In this context, James M. Kouzes and Barry Z. Posner identify seven essentials to encouraging the heart. According to Kouzes and Posner, when leaders do their best to encourage the heart, they:
1. Set clear standards- The first prerequisite for encouraging the heart is to set clear standards (goals and values or principles). To be successful in encouraging the heart, it's absolutely critical that everyone cherish a common set of standards. It's certainly not very encouraging to be in the dark about what we're expected to achieve, or never to know where we stand relative to what's important. Only when we know the standards can we set our sights for success.
2. Expect the best- High expectations or low expectations both influence other people's performance.
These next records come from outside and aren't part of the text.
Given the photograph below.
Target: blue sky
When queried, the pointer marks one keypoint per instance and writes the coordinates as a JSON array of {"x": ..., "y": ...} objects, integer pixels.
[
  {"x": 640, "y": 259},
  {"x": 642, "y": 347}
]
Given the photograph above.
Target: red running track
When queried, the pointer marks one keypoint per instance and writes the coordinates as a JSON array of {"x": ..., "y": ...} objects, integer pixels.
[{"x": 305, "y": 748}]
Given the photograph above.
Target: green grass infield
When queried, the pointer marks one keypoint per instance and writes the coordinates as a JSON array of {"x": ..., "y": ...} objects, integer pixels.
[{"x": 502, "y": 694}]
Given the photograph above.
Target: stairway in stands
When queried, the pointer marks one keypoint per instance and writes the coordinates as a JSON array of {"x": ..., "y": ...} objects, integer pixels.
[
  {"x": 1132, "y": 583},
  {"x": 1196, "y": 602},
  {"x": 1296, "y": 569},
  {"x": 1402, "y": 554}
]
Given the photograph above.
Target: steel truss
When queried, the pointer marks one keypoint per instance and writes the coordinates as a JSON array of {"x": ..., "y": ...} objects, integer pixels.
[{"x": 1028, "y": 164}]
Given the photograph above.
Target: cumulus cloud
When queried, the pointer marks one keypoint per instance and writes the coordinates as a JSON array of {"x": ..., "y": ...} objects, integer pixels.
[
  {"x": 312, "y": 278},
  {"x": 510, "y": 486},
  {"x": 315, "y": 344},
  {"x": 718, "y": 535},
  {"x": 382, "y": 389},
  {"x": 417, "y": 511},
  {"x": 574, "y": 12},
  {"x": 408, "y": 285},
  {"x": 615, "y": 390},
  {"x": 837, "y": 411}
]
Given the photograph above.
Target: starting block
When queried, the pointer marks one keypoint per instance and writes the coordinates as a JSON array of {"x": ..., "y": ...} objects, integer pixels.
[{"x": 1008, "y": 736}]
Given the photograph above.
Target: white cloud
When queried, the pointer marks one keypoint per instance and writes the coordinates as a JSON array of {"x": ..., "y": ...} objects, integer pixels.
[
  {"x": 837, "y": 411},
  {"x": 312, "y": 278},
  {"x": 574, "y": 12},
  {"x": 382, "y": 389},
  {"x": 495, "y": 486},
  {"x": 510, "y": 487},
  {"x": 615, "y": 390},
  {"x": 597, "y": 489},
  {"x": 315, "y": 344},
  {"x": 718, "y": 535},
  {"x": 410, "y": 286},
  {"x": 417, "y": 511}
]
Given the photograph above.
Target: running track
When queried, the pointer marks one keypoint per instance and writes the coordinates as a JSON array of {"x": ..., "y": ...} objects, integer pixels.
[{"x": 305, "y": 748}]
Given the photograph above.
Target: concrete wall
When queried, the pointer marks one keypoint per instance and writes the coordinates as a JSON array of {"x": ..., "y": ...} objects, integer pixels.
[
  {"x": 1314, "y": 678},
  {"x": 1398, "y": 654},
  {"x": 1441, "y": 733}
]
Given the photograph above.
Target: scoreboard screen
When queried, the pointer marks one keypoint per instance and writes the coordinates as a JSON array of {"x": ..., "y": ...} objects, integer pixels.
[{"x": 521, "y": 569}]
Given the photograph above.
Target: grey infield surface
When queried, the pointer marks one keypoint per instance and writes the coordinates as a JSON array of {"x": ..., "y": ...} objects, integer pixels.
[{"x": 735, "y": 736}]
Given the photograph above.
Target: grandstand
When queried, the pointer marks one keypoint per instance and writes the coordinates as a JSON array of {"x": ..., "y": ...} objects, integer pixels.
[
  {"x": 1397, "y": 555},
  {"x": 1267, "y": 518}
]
Only high expectations have a positive impact on actions and on feelings about oneself. Thus, passionately believing in people and expecting the best of them is another prerequisite to encouraging the heart.
3. Pay attention- One way of showing you care is to pay attention to people, to what they're doing, and to how they're feeling. If you are clear about the standards of behavior you're looking for and you believe and expect that people will perform like winners, then you're going to notice lots of examples of people doing things right, and doing the right things.
4. Personalize recognition- Before recognizing someone, the best leaders get to know people personally. They learn about their likes and dislikes, their needs and interests. They observe them in their own settings. Then, when it comes time to recognize a particular person, they know a way to make it special, meaningful, and memorable.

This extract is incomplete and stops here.